3D-Consistent Image Inpainting with Diffusion Models
Leonid Antsfeld, Boris Chidlovskii
TL;DR
The paper tackles 3D inconsistency in diffusion-based image inpainting by introducing InConDiff, a method that trains unconditional diffusion models with image pairs from the same scene to inject 3D priors via an additional viewpoint in the denoising process. It integrates in-context guidance from a second image and conditioning on the known region during inference, using a Diffusion Transformer to enable cross-view completion and harmonize masked and unmasked regions. Through experiments on HM3D, MegaDepth, StreetView, and WalkingTour, InConDiff achieves semantically coherent and 3D-consistent inpaintings and outperforms state-of-the-art methods, with ablations showing robustness to masking ratios and benefits from a Laplace-based noise schedule.

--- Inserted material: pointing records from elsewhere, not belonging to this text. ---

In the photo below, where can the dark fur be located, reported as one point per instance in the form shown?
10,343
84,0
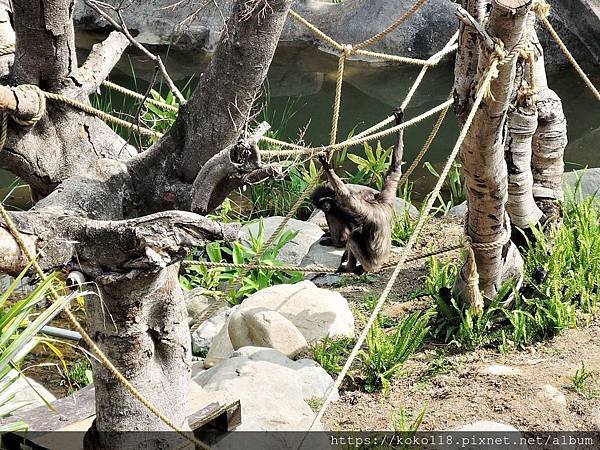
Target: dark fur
362,221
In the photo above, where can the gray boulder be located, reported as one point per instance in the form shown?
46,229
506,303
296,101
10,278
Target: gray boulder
204,335
316,312
295,250
313,379
270,394
265,328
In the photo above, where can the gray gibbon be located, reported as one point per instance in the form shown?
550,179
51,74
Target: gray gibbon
361,221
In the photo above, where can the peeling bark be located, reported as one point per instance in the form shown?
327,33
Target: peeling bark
483,162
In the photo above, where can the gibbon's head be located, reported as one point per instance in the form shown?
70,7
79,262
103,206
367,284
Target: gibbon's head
323,197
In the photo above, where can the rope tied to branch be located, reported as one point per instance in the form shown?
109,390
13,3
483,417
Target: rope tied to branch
541,8
23,122
473,294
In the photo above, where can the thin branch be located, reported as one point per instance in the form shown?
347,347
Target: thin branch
122,27
100,62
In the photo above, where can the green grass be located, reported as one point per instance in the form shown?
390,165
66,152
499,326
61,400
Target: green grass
332,353
241,283
583,382
387,351
566,296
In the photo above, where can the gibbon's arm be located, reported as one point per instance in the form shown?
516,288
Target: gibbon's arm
390,184
345,197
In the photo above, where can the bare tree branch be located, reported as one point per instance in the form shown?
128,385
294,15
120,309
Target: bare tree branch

The work demonstrates that explicit 3D supervision is not required to enforce 3D priors, offering a practical approach to more realistic inpainting in complex scenes and providing a foundation for future multi-view or video-consistent diffusion methods.
Abstract
We address the problem of 3D inconsistency of image inpainting based on diffusion models. We propose a generative model using image pairs that belong to the same scene. To achieve the 3D-consistent and semantically coherent inpainting, we modify the generative diffusion model by incorporating an alternative point of view of the scene into the denoising process. This creates an inductive bias that allows to recover 3D priors while training to denoise in 2D, without explicit 3D supervision. Training unconditional diffusion models with additional images as in-context guidance allows to harmonize the masked and non-masked regions while repainting and ensures the 3D consistency. We evaluate our method on one synthetic and three real-world datasets and show that it generates semantically coherent and 3D-consistent inpaintings and outperforms the state-of-art methods.